Alors que Facebook vient tout juste de célébrer son 500 millionième inscrit, certains développeurs envisagent un avenir dans lequel les réseaux sociaux seraient décloisonnés. Certaines technologies Open Source pourraient autoriser le partage de statuts, photos ou commentaires sur Internet entre utilisateurs de différents réseaux sociaux, affirme Evan Prodromou, directeur de l'éditeur de logiciels libres de microblogging StatusNet. Les services « Open Social » de ce type existent depuis de nombreuses années, bien qu'ils ne connaissent clairement pas la popularité des leaders actuels du marché.

Les développeurs mettent donc en avant l'interopérabilité de telles offres, qui pourraient libérer les utilisateurs et leurs données des enceintes propriétaires des sites actuels. Ils ont mis en pratique une solution, dans laquelle une personne met en ligne la photo d'une autre sur un service de partage quelconque, marquant cette dernière avec le nom de l'individu représenté. Celui-ci voit alors l'image sur son réseau social de prédilection, tandis qu'une tierce personne, à partir d'une autre plateforme, peut aussi la voir et la commenter. Le message serait alors relayé aux autres services, les deux internautes initiaux pouvant alors le lire. « Un réseau social fédéré serait le réseau ultime, autorisant quiconque à participer » explique Evan Prodromou.

AOL, géant déchu de l'email


Celui-ci illustre son propos en prenant l'exemple des mails. Dès lors qu'une technologie propriétaire devient populaire, elle tend à être remplacée par des spécifications libres. Celles-ci sont alors utilisées par une multitude de fournisseurs de services qui proposent alors des versions génériques du même système. Ce fut le cas dans les années 90 : il fallait, par exemple être chez AOL, en 1992 pour envoyer un mail à un d'abonné de ce FAI. Il était dès lors relativement difficile de relayer les messages provenant de différentes plateformes, celles-ci étant entièrement cloisonnées. Mais en deux ans, les différents acteurs avaient fini par passer à des programmes utilisant le protocole SMTP, fédérant à la fois internautes et fournisseurs de services autour du libre envoi de courriers électroniques. AOL était, avant cela, très populaire, offrant des fonctionnalités Internet tels que les mails, le chat et le surf à des dizaines de millions d'utilisateurs. Et comme Facebook de nos jours, le FAI était critiqué pour ses politiques de confidentialité, der sécurité et pour son usage d'outils exclusivement propriétaires. Mais son éclat s'est terni au fur et à mesure de la mise en place d'un accès Internet plus libre et direct.

L'Open Source avance, mais ne fait pas encore le poids

Quelques standards allant dans le sens d'un réseau social fédéré existent déjà.
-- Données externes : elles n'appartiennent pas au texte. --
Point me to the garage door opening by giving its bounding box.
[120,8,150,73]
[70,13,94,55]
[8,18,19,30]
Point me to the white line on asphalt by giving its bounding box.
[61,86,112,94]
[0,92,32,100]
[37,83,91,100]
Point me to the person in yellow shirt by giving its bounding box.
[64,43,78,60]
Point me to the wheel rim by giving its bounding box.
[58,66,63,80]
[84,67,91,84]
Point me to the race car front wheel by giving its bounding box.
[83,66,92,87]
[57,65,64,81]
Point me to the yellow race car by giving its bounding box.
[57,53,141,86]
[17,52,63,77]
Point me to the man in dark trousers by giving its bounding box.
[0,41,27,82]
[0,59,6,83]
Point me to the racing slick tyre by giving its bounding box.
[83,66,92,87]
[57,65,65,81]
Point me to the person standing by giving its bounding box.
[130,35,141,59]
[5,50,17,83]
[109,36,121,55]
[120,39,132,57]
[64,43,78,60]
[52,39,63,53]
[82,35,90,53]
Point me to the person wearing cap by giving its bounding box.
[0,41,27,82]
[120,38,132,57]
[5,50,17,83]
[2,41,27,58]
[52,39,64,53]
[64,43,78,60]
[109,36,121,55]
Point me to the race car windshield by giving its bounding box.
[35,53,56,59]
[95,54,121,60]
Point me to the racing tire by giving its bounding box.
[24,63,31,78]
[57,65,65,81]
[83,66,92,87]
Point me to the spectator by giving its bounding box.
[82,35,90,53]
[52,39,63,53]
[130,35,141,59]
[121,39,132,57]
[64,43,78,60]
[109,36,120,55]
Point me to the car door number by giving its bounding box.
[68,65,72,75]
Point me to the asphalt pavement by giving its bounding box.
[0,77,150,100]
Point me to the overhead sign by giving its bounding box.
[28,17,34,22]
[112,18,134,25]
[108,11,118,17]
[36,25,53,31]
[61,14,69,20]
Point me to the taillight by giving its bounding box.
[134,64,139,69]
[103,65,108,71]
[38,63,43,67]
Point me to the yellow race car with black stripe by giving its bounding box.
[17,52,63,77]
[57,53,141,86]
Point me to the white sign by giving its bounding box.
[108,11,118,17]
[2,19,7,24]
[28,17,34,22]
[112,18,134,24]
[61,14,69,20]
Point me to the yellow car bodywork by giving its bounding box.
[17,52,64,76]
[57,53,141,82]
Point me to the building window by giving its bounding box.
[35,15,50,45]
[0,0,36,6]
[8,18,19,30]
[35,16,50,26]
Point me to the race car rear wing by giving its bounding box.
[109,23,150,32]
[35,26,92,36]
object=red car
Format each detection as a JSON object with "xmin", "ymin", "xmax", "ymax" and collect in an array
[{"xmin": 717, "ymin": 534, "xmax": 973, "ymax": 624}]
OpenID et OAuth pour l'authentification, Activity Streams et Pubsubhubbub (Google) pour la publication de notifications multiplateformes, et Salmon pour la soumission de commentaires eux-aussi à différents services sont les exemples les plus aboutis. Un package de différents protocoles existe déjà, dénommé OStatus, combinant les trois derniers cités, ainsi que Portable Contacts et Webfinger. Cette pile de standards va d'ailleurs être utilisée pour concevoir Diaspora, réseau social alternatif qui sortira à la rentrée, tandis que d'autres encore sont en préparation. Evan Prodromou admet toutefois que certains éléments manquent encore : la confidentialité pose problème avec ces outils conçus sur le mode du partage, et des interfaces de programmation d'applications seraient elles-aussi bien utiles.
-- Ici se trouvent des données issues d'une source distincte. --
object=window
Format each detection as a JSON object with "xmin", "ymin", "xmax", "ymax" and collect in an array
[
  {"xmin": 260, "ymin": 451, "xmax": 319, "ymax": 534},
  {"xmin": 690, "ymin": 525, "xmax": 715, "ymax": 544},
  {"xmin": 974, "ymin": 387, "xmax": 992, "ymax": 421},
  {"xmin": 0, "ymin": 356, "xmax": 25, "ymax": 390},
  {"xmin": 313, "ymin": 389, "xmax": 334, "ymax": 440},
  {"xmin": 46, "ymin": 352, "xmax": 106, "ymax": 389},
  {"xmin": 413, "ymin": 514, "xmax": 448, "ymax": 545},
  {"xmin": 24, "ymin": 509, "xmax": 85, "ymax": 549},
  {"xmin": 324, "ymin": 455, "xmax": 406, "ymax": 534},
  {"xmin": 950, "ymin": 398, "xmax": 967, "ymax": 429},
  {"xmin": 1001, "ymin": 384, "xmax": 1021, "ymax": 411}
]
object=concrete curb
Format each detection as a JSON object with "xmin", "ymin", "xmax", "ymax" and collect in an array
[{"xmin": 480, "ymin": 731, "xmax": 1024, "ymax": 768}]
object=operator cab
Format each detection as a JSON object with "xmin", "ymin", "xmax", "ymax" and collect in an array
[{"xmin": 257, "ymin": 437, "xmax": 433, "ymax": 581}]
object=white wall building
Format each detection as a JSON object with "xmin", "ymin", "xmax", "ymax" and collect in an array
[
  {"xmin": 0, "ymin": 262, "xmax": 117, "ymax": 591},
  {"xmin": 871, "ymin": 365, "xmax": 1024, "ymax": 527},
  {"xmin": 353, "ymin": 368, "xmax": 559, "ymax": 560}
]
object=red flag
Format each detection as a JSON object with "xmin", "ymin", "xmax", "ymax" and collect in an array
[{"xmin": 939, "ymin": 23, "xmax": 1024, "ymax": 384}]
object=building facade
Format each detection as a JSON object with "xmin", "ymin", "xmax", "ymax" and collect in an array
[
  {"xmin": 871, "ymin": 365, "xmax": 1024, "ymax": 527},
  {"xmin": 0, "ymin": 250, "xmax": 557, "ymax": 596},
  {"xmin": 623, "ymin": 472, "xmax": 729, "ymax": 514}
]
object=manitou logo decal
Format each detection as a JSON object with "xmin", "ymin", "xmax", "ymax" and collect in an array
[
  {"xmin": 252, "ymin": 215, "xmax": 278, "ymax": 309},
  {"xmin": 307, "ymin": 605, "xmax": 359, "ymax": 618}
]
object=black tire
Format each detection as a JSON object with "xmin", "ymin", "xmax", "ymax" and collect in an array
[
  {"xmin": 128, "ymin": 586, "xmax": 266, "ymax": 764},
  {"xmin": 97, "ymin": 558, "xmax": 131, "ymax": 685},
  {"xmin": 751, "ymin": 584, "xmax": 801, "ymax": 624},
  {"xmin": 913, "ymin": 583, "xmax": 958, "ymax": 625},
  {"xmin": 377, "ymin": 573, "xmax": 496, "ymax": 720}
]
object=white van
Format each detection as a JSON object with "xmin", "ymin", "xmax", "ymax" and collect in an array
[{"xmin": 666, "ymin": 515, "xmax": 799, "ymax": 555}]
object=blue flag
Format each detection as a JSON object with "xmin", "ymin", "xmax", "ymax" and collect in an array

Ces protocoles seraient pourtant en voie d'être ratifiés. Le World Wide Web Consortium (W3C) étudie des standards destinés aux activités sociales sur le web, et pourrait approuver OAuth prochainement. Pourtant, Chris DiBona, responsable Open Source chez Google, consent à dire que la demande en la matière est encore peu claire, étant donné que le marché est dominé par un oligopole restreint. Le besoin d'intercommunication n'est donc pas si évident. Selon lui, il faudrait pour cela qu'émergent d'autres challengers. Evan Prodromou conclue en indiquant que les leaders ne rejoindront le réseau fédéré que lorsque ce dernier sera devenu incontournable. Google, qui prévoit de lancer prochainement sa propre plateforme, travaille activement la question en rassemblant les technologies nécessaires.